The method of claim 1, wherein the unnecessary element includes at least one of noise such as unnecessary symbols, special characters, and continuous space characters in the input text in natural language. How to use open domain information for
[3] The method of claim 2, wherein the pre-processing further comprises performing segmentation and insolubilization processing on the input text in the natural language.
The context understanding of temporal relation information according to claim 1, wherein the linguistic characteristic includes at least one of morpheme analysis, dependency syntax analysis, semantic ambiguity, and entity name recognition for the input text in the natural language. How to use open domain information for
The time object according to claim 1, wherein the time information is a time entity that is a representation directly representing a specific date or time period, an event entity that is a representation representing an event associated with the time representation within the input text, and time and A method of utilizing open domain information for context understanding of temporal relation information, characterized in that it includes at least one of a temporal link entity, which is an expression representing relation information existing between event expressions.
According to claim 1, wherein the open domain information, with respect to any relation information that can be expressed as a triple of the form of relation information R = {S, V, O}, S, which is the subject of the relation, and the object of the relation An open domain information utilization method for understanding the context of temporal relation information, characterized in that it includes at least one of O, which is an object, and V, which is a predicate indicating a type of relationship.
The temporal relation information of claim 1, wherein the temporal relation information includes at least one of a combination of time-time, time-event, and event-event.
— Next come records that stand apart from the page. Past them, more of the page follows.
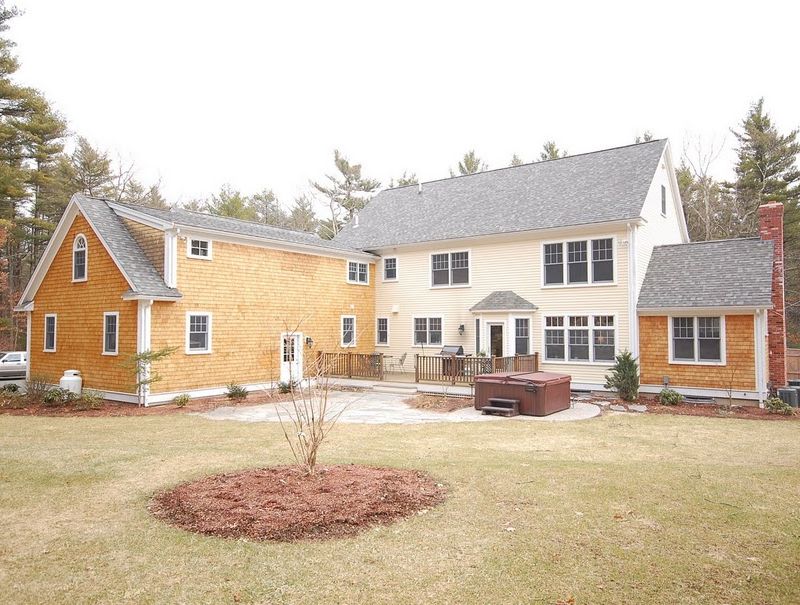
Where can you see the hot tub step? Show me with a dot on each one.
(499, 402)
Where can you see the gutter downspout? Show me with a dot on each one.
(143, 339)
(633, 317)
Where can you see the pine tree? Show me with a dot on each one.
(550, 151)
(346, 192)
(470, 164)
(230, 202)
(404, 181)
(766, 171)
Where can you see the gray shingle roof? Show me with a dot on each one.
(503, 300)
(724, 273)
(188, 218)
(145, 279)
(589, 188)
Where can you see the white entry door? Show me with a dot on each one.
(291, 357)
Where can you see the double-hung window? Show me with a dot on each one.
(389, 269)
(50, 326)
(580, 338)
(697, 339)
(357, 273)
(553, 264)
(110, 333)
(348, 330)
(427, 331)
(198, 248)
(382, 331)
(450, 269)
(602, 260)
(79, 248)
(579, 262)
(522, 331)
(198, 333)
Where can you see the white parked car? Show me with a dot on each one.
(13, 364)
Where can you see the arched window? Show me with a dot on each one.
(79, 258)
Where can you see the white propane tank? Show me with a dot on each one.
(71, 381)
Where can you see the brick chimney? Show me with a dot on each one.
(770, 227)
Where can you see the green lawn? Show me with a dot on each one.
(620, 509)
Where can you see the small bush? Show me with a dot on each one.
(36, 386)
(624, 377)
(776, 405)
(285, 387)
(58, 396)
(236, 392)
(12, 400)
(89, 400)
(669, 397)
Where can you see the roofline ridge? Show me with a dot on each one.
(714, 241)
(576, 155)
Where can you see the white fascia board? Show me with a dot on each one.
(568, 231)
(700, 310)
(141, 217)
(261, 242)
(676, 193)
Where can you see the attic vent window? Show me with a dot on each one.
(198, 248)
(79, 248)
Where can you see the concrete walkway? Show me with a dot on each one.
(389, 408)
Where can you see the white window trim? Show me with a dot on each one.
(105, 325)
(591, 283)
(85, 259)
(388, 333)
(208, 350)
(427, 345)
(341, 331)
(695, 362)
(396, 269)
(347, 272)
(591, 327)
(450, 269)
(189, 254)
(55, 333)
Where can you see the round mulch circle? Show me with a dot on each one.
(282, 503)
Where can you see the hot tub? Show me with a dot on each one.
(538, 393)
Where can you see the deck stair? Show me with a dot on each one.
(502, 407)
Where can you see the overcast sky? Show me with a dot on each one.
(259, 94)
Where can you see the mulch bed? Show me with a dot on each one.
(284, 504)
(751, 412)
(440, 403)
(114, 408)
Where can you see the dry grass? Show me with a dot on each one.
(621, 509)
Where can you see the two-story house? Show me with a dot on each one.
(552, 257)
(236, 301)
(574, 259)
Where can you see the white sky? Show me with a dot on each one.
(258, 94)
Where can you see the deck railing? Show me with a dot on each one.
(351, 365)
(454, 369)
How to use open domain information to understand the context of relational information.
The method of claim 1, wherein the expansion of the relationship information comprises: extracting time information for extracting time entities included in the input text by using a language analysis result; an open relationship information extraction step of extracting temporal relationship information of the open domain information by analyzing the open domain information on the relationship between entities from the input text by using the language analysis result; and a relation information candidate generation step of discovering new relation information by combining the extracted temporal entities and temporal relation information of the open domain information together. Way.
The method of claim 8, wherein the relation information R is any relation information that can be expressed as a triple of the form R={S, V, O}, where S is a subject of the relation, V is a predicate indicating the type of relation; O is an open domain information utilization method for understanding the context of temporal relationship information, characterized in that it represents the object of the relationship.
The method of claim 1, wherein the temporal relation information verification step converts all generated relation information candidates into a directed graph form, and converts the time entity or the event entity into the directed graph form. set as a node, and the link between the nodes interconnects nodes corresponding to two entities constituting a temporal relationship, and includes checking and correcting incorrect connections while sequentially searching the nodes for a completed directed graph A method of using open domain information for understanding the context of temporal relational information, characterized in that.
A computer-executable program stored in a computer-readable recording medium to perform the method of using open domain information for understanding the context of temporal relation information according to any one of claims 1 to 10.
A computer-readable recording medium in which a computer-executable program for performing the method of using open domain information for understanding the context of temporal relation information according to any one of claims 1 to 10 is recorded.